Usut punya usut, tanda tanya ini tak murni dari beliau, melainkan dari sanak saudara dan para tetangga. Mereka ternyata mulai gusar bin risau tentang anakku yang tak kunjung “turun” dari lauh mahfuzh. Mereka mulai bertanya-tanya, sama seperti dulu, saat aku belum memutuskan untuk menikah.

Tak mungkin kusembunyikan suaraku yang mulai bergetar. Pertahananku roboh bukan karena dongkol belum dipercayakan seorang bocah lucu. Tapi karena kenapa orang begitu tega membuat ibuku menjadi gelisah.

Tapi, perkara tentang anak ini suatu hari pernah begitu mengikis kesabaranku. Saat itu, salah seorang teman bertanya, anakku di mana? Padahal, ia sangat tahu bahwa di pernikahanku yang sudah tiga tahun ini, kami belum diamanahkan seorang anakpun.

Dan speechless-nya lagi, dia mengeluarkan ucapan itu dari mulut sambil memamerkan semua giginya. Mungkin itu basa-basi yang lucu baginya tanpa peduli hal itu mengiris hatiku yang memang sudah berdarah.

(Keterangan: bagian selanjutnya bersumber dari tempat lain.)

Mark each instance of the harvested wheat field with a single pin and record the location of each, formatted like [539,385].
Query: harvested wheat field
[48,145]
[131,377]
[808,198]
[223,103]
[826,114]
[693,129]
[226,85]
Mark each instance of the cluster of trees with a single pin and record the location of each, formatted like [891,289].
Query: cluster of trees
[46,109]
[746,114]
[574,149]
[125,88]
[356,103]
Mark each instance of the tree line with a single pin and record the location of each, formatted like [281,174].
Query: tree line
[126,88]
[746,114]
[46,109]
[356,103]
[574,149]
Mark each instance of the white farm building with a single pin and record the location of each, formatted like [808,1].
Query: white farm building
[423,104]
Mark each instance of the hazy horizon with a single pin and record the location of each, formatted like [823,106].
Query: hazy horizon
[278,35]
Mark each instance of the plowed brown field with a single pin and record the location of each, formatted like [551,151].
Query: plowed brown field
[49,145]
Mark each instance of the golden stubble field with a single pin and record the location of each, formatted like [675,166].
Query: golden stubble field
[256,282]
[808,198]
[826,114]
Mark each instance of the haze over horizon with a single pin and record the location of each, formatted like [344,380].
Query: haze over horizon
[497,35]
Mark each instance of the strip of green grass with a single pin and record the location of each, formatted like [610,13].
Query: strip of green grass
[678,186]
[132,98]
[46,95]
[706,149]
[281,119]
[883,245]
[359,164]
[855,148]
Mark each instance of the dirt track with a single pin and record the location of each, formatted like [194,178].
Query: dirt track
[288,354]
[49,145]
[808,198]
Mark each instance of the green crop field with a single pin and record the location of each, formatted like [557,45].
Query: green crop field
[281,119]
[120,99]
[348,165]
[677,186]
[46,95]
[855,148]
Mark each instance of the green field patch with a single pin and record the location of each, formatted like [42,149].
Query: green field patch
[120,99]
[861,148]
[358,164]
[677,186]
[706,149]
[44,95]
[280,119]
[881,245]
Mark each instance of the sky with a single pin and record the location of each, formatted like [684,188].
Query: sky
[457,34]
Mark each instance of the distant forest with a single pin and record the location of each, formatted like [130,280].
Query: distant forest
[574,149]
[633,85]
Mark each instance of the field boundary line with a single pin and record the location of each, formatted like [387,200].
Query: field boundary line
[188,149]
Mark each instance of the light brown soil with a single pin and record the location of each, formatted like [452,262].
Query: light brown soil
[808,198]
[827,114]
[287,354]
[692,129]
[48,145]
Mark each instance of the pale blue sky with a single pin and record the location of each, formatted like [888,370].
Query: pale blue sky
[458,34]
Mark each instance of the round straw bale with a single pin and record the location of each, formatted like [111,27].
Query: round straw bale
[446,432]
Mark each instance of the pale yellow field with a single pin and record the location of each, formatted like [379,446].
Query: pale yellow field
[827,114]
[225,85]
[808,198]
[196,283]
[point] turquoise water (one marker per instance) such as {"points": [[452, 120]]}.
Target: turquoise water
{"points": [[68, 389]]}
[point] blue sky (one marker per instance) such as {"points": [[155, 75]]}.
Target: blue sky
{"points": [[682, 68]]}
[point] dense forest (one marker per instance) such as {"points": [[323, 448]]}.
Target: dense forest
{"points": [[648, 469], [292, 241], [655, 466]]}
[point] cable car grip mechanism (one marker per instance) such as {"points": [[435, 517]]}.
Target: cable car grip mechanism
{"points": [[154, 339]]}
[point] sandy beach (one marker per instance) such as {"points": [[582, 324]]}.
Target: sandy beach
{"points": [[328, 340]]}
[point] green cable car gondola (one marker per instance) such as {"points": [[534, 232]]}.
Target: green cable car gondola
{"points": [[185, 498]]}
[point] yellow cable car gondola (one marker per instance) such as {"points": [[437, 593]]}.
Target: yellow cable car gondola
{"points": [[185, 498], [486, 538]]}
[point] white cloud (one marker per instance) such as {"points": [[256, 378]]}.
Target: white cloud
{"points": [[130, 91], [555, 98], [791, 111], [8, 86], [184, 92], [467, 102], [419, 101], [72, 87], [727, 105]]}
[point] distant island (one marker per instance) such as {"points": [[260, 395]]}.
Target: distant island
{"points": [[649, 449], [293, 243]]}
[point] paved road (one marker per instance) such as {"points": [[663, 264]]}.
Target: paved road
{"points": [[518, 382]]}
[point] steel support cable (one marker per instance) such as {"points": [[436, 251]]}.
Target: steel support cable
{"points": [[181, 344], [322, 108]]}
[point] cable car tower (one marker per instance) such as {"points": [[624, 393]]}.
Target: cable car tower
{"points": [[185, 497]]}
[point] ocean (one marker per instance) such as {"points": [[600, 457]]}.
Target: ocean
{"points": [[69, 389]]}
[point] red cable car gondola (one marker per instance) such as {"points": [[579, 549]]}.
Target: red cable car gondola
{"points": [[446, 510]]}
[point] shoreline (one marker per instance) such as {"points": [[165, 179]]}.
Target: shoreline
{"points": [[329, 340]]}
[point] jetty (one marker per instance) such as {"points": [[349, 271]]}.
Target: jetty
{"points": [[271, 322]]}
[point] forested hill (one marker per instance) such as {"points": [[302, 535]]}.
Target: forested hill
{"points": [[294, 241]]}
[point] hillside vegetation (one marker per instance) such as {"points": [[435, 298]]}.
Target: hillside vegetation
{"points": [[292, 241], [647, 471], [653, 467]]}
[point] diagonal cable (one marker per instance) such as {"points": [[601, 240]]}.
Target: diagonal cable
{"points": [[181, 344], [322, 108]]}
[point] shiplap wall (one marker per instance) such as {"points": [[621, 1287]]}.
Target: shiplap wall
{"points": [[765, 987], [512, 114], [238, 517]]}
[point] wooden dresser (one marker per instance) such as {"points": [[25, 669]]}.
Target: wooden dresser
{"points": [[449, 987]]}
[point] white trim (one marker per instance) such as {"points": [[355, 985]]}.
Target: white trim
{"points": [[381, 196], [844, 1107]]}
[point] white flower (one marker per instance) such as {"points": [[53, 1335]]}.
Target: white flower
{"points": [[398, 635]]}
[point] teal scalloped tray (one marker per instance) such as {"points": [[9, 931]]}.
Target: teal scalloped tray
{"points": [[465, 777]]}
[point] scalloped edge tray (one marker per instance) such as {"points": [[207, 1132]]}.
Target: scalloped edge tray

Namun demi menjaga ukhuwah yang sudah terjalin lama, aku mencoba tersenyum dan berkata, anakku masih on the way; tak tahu kapan ia akan sampai kepadaku. Aku sadar bahwa manusia tak ‘kan pernah berhenti untuk ditanyai, sampai kelak setelah berhasil mempertanggungjawabkan segalanya di hadapan Sang Khalik.

Tak dipungkiri, ada perasaan minder bahkan gelisah yang diam-diam menyusup setiap mendengar kabar bahagia tentang kelahiran anak dari pasangan lain. Apalagi yang usia pernikahannya masih begitu belia. Perasaan yang kadang kuanggap sebagai sebuah kejahatan, karena mengandung ucapan selamat di bibirku, tetapi seiring dengan itu mengalir kental sebuah kesedihan dalam hati.

Aku selalu bilang ke suami, anak si fulan alhamdulillah sudah lahir, mudah-mudahan kita juga segera dikarunia bayi. Suamiku si positive thingking yang setiap waktu berbaik sangka pada ketentuan Allah, selalu berkata, Insya Allah tahun ini Zhafee coming soon.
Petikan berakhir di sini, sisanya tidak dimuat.